"THEY hate our freedom!", "THEY want to destroy our way of life!", "THEY love death more than they love life!", "Islamofascits this and Islamofascists that....". These and other like-minded statements permeated the airwaves and newspaper headlines during the early post 9/11 frenzy. There was talk, by otherwise reasonable people, of internment camps and mass expulsions. Paranoia and xenophobic patriotism electrified the air and made every Arab and Muslim living here retract in fear, concern and anger. We all wondered how far this will go and whether we should pack our bags and leave.
Changez, a highly successful immigrant and the protagonist of Hamid's novel, chose to leave. Mohsin Hamid's intriguing novel is a monologue by Changez as he entertains an American visitor to dinner at a Lahore restaurant. Changez, a Pakistani immigrant, recounts his years in America starting as an ambitious student at Princeton, on to success in the rarefied air of a Manhattan valuation company. Then 9/11 transpires and things start to unravel. He becomes disenchanted with post-9/11 America and feels torn and guilty about being away from his family in Lahore as Pakistan and India, with American collusion, edge towards war. He thinks of returning home. His mind is made up when on an business assignment in Chile, a book editor compares Changez, a soldier in a high temple of the American capitalist empire, to an Ottoman Jannisary . Changez returns to Pakistan where he becomes a vocal critic of American foreign policy.

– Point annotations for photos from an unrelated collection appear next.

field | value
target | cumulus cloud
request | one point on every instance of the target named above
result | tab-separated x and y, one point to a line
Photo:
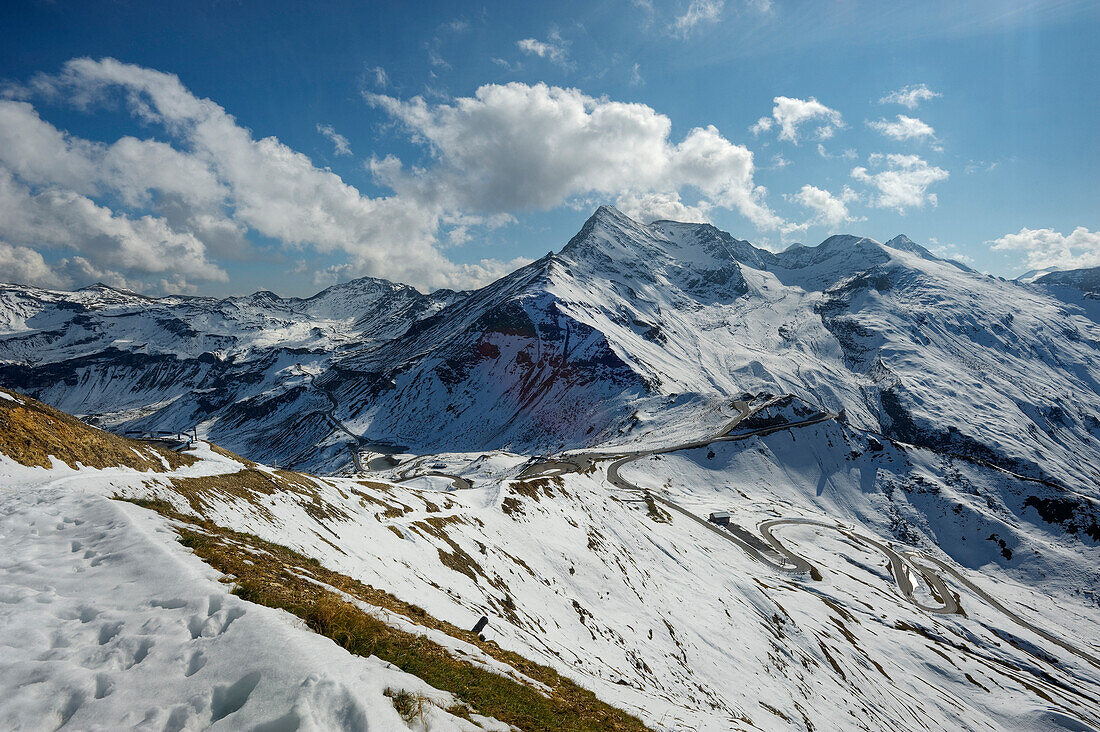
790	113
378	75
661	206
831	210
220	179
902	182
910	96
700	12
339	142
65	219
24	265
905	128
1044	248
151	214
554	50
516	146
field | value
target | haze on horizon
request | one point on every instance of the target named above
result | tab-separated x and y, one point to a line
213	150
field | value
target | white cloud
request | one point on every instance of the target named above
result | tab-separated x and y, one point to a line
762	124
790	113
339	142
64	219
905	128
948	252
380	76
903	183
1044	248
831	210
844	154
700	12
910	96
554	50
661	206
224	179
25	266
516	146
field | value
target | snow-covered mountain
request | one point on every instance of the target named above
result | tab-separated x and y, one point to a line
628	329
908	451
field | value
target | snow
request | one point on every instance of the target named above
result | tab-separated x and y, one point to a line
969	403
108	623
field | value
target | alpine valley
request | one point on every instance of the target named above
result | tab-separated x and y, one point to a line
691	483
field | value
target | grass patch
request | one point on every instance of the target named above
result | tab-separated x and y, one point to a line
32	432
408	705
278	577
249	483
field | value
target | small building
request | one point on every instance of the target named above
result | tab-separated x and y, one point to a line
721	517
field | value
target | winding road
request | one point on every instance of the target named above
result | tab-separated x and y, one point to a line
908	567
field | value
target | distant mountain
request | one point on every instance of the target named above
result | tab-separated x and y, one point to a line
924	438
627	328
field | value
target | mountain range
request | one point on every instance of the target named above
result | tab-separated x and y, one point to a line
547	450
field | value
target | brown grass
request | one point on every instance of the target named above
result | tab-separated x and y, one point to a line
31	433
250	483
275	576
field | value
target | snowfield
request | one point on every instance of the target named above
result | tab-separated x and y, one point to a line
109	624
909	454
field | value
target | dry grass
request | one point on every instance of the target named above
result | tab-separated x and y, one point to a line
31	433
250	483
276	576
408	705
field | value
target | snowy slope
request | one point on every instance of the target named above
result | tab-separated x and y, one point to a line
574	349
108	623
671	619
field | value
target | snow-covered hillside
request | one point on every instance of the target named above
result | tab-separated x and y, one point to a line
860	583
626	331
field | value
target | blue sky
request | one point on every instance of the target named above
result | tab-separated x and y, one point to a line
220	148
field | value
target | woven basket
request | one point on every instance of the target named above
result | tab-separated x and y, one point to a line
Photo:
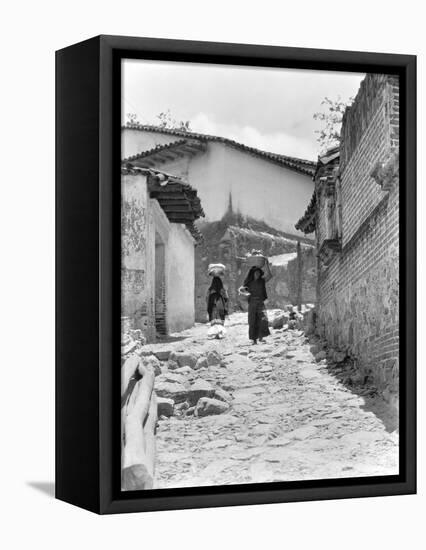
256	261
216	270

Early on in the novel, we learn that the American visitor is not a guest but is there in some official capacity. Tension builds as we learn that the American is uneasy and suspicious. We get a distinct feeling that something ominous is about to happen but Hamid's deft storytelling leaves us guessing to the end. In fact we are left guessing at the novel's abrupt end as to what exactly happened. Perhaps it is a statement by Hamid about the murky and yet unresolved state of affair between East-West, seven years after the start of the open-ended "war on terror".
Through the monologue Hamid answers the question that Americans keep asking: "why do they hate us?". Hamid's response is not an angry polemic but a subtle, intelligent explanation. It is the fact that the United States is, whether Americans want to admit it or not, the world's economic and military bully. American by and large see themselves as moral and decent individuals but there is a fine line between moral rectitude and condescending, self-absorbed, self-righteousness. America's asymmetric response to 9/11 is one manifestation of this syndrome.
Seven years on, the tide of mindless flag waving is slowly turning -slowly. This book was published in 2007 to uniformly good reviews. Yet I bought it from a bookstore a couple of weeks ago from a pile of deeply discounted books, an indication that it is not selling well. It is too bad, this book should be widely read by Americans. I guess it is more reassuring to read a book by pseudo-experts reassuring you of your moral superiority and confirming that the enemy is more vile than Satan, than to read a book that holds a mirror up to your face and shows you all the warts and wrinkles that you would rather forget.